The team, led by Chen Chen-hui (陳振輝), assistant research fellow at the academy's Institute of Cellular and Organismic Biology, held a press conference on Monday to explain their findings.

To conduct its research, Chen's team used a custom-made computer tagging system to color, and then track, individual cells on zebrafish larvae as they developed.

In order to do so, the researchers had to catch and anaesthetize the 0.5-centimeter fish every 12 hours, and then photograph them under a high-powered microscope.

They discovered that during a specific stage in the fishes' growth, some of the outer layers of their skin cells underwent up to two rounds of cell division (one cell becoming four cells) by splitting, rather than duplicating, their DNA.

The team believes this phenomenon, called asynthetic fission, is a temporary measure used to expand the coverage of epithelial cells, or outer skin cells, during a period of rapid growth, Chen said.

According to a video produced by Nature, the process happens so quickly that cells even appeared to make "mistakes," such as not cleanly separating the DNA between the new cells.

Within a few weeks, however, the zebrafish had gotten rid of the unusual cells and replaced them with regular cells containing normal amounts of DNA, the video noted.

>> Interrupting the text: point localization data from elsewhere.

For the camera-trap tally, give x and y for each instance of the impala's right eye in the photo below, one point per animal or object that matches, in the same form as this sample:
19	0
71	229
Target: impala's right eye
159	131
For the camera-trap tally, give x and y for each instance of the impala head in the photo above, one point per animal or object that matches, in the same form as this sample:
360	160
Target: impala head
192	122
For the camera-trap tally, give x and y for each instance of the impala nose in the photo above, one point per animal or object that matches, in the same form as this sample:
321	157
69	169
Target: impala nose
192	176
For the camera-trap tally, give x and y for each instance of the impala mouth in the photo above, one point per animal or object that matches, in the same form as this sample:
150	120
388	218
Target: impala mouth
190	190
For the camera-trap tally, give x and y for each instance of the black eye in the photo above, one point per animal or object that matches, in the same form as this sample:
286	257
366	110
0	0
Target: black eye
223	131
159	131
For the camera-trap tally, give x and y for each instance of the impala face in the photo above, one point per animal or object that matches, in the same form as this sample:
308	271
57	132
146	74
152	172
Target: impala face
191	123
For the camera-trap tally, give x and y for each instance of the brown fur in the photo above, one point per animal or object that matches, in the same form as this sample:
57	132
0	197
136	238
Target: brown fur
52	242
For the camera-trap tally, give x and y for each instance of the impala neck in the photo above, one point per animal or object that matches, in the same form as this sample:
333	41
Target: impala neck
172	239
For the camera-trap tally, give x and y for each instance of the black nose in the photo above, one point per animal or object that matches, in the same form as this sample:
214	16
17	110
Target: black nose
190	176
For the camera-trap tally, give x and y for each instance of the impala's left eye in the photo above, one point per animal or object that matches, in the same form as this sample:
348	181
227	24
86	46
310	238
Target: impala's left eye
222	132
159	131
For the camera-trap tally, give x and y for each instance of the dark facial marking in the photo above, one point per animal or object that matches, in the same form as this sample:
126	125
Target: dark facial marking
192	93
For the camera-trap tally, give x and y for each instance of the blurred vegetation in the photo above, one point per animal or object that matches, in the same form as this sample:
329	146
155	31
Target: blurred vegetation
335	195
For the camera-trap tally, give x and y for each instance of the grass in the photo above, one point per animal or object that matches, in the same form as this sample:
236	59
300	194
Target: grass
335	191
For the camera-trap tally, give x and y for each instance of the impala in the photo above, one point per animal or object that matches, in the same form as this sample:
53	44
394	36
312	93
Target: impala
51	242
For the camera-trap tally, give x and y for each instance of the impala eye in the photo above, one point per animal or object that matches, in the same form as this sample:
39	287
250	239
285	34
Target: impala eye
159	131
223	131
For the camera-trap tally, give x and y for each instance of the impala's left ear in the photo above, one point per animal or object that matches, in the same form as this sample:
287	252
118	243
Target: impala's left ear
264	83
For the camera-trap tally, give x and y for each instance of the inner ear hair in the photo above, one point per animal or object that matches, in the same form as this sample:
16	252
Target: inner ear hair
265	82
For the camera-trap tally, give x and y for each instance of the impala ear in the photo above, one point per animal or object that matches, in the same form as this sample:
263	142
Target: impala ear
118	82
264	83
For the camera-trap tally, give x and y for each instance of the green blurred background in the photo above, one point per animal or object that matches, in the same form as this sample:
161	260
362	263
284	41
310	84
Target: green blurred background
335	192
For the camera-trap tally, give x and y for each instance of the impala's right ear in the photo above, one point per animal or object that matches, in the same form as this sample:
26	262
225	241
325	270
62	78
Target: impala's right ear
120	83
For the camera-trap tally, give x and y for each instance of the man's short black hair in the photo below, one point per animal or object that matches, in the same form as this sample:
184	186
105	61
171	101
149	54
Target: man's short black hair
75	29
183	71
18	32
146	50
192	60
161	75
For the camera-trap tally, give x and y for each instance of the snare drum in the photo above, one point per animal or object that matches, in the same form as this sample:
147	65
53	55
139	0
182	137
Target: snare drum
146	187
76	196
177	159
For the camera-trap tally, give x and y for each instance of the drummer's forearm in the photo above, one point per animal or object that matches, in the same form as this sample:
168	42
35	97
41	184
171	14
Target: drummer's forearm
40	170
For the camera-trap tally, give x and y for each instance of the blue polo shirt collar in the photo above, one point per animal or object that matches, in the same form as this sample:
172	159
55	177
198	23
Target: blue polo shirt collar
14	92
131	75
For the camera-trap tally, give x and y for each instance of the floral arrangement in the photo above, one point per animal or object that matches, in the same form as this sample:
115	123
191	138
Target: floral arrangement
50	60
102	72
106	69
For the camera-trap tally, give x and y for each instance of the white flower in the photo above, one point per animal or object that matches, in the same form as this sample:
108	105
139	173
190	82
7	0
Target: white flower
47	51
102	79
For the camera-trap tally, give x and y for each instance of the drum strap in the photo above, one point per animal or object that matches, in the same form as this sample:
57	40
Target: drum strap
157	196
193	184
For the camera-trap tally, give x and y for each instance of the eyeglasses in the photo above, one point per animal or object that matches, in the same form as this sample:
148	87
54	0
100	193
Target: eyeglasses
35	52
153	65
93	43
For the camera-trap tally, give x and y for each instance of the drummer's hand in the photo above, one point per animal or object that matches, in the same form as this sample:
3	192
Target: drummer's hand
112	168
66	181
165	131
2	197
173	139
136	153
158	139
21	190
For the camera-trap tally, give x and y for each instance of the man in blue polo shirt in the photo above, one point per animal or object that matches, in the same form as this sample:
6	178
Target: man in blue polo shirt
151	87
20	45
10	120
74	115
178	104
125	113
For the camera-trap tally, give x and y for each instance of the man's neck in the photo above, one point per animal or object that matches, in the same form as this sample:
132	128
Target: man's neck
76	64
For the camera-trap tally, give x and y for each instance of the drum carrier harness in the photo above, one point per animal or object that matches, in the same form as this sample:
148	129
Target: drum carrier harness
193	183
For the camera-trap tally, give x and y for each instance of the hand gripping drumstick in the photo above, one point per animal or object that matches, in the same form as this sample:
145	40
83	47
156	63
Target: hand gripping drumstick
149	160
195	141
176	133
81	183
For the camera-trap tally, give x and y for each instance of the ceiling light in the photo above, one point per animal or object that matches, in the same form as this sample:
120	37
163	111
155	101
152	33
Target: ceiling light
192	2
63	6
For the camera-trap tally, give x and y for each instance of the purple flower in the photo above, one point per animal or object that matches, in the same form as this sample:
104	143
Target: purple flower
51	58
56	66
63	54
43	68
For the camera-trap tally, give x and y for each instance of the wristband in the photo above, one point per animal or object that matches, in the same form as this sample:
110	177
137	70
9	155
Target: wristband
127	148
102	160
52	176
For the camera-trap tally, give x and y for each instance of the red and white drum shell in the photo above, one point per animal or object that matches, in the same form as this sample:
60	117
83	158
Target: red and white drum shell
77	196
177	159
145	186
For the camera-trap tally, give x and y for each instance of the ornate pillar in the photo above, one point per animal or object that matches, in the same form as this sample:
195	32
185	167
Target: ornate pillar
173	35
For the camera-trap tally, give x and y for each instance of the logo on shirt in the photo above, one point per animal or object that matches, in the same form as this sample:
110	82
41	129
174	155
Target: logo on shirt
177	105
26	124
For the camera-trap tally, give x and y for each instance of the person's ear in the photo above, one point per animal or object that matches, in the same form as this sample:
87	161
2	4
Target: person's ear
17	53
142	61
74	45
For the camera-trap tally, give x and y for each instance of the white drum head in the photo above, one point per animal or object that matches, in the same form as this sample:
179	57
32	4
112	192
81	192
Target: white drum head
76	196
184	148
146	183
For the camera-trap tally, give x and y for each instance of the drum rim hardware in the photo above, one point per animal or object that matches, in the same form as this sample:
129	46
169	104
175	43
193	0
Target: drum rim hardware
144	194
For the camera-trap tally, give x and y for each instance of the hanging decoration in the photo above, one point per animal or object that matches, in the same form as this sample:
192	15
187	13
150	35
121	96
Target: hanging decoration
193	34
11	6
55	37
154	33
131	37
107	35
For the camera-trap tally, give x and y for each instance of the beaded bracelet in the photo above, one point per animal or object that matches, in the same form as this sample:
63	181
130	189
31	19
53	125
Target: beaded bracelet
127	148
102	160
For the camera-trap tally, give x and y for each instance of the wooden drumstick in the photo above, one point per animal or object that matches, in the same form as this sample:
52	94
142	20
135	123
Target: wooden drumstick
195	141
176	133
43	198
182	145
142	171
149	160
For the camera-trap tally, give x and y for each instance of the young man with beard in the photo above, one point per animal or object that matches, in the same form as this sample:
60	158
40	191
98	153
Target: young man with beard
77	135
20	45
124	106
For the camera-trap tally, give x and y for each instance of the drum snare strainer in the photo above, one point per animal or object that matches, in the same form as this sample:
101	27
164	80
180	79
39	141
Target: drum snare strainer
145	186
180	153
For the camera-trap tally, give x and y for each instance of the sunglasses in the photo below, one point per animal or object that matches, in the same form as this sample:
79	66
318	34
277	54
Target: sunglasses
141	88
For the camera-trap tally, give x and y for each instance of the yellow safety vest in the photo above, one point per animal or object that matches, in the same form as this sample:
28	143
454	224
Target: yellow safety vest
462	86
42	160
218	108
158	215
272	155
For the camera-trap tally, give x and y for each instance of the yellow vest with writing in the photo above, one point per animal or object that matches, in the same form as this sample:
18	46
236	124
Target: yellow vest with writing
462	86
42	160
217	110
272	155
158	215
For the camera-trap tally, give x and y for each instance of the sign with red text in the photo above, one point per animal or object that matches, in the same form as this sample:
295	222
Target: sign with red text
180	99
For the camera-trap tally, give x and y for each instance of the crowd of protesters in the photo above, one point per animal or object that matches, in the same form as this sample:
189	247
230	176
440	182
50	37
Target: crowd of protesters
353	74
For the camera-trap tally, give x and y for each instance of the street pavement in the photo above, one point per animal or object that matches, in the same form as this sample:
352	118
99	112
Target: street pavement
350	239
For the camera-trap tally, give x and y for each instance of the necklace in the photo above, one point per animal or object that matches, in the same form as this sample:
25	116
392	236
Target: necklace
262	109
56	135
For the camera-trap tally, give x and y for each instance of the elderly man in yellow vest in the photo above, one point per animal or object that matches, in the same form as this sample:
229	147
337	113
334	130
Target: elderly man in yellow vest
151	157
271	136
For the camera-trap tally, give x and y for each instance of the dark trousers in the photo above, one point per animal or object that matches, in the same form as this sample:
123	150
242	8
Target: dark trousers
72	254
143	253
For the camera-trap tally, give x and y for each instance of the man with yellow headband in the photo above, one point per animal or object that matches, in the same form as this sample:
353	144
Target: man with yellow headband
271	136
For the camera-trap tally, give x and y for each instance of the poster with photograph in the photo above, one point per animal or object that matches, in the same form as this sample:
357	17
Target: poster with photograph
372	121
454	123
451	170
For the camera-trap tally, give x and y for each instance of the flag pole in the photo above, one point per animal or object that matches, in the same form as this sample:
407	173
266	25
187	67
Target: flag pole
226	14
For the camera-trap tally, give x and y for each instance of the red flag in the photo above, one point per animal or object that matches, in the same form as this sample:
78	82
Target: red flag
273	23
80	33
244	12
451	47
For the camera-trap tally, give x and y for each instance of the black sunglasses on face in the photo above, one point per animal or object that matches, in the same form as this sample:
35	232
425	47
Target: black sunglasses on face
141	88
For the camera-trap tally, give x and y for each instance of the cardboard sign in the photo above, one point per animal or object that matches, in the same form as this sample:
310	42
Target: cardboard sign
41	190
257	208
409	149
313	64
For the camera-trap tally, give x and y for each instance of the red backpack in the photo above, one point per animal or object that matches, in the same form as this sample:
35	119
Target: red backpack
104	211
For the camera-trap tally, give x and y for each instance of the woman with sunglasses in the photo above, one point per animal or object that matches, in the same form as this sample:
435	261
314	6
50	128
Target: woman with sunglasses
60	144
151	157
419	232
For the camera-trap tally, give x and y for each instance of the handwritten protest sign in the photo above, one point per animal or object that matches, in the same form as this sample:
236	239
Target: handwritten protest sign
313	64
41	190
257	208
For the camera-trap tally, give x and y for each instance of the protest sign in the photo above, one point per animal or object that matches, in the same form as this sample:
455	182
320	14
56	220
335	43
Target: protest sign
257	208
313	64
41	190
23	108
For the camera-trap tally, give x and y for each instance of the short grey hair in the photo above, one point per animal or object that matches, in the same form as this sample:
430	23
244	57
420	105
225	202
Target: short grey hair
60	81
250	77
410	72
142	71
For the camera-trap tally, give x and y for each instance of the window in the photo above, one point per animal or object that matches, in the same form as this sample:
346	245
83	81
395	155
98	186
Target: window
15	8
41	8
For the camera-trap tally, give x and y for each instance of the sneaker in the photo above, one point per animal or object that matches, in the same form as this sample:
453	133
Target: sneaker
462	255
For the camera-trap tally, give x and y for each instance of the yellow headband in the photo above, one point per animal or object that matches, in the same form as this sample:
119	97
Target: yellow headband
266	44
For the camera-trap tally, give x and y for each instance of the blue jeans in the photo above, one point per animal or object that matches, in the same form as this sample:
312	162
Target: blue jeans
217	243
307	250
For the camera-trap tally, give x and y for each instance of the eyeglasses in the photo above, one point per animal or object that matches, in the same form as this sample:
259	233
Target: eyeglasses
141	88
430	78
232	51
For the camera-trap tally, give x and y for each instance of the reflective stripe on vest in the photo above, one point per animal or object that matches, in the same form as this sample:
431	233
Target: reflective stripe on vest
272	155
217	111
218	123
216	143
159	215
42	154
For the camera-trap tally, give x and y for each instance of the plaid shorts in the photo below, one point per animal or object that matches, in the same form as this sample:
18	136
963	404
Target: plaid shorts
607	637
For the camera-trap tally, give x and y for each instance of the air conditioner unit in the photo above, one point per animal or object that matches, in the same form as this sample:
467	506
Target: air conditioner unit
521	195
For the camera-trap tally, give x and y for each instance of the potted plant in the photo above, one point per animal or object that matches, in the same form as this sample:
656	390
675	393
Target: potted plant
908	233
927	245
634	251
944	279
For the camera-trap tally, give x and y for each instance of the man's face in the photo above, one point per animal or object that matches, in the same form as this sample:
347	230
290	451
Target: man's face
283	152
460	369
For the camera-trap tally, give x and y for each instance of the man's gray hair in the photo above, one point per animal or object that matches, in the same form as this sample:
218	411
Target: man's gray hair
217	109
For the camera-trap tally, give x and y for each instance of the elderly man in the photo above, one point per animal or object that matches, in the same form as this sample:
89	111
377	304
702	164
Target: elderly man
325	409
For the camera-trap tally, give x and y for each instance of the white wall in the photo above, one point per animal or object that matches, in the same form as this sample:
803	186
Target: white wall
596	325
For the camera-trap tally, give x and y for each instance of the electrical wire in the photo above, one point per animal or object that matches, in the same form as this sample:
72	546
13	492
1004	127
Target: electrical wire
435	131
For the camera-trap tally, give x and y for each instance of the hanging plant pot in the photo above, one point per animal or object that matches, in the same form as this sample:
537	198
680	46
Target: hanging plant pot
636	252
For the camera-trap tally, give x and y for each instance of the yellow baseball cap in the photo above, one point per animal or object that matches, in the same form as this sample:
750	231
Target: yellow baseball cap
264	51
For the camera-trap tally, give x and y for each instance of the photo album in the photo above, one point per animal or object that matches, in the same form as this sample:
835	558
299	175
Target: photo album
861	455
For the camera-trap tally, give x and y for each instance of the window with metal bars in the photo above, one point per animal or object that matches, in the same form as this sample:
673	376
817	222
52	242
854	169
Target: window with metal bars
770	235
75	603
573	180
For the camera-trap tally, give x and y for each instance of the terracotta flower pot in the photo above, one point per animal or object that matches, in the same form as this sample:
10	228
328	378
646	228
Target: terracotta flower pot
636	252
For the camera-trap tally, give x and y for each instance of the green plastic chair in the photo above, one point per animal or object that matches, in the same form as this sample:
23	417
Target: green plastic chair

While Chen's team said they were still in the early stages of understanding the process, they speculated that this mode of cell proliferation could occur in contexts other than zebrafish skin expansion.

The team's article, titled "Skin cells undergo asynthetic fission to expand body surfaces in zebrafish," was published in Nature on April 27.

The journal's video on the research, "A new kind of cell division," was released on Sunday.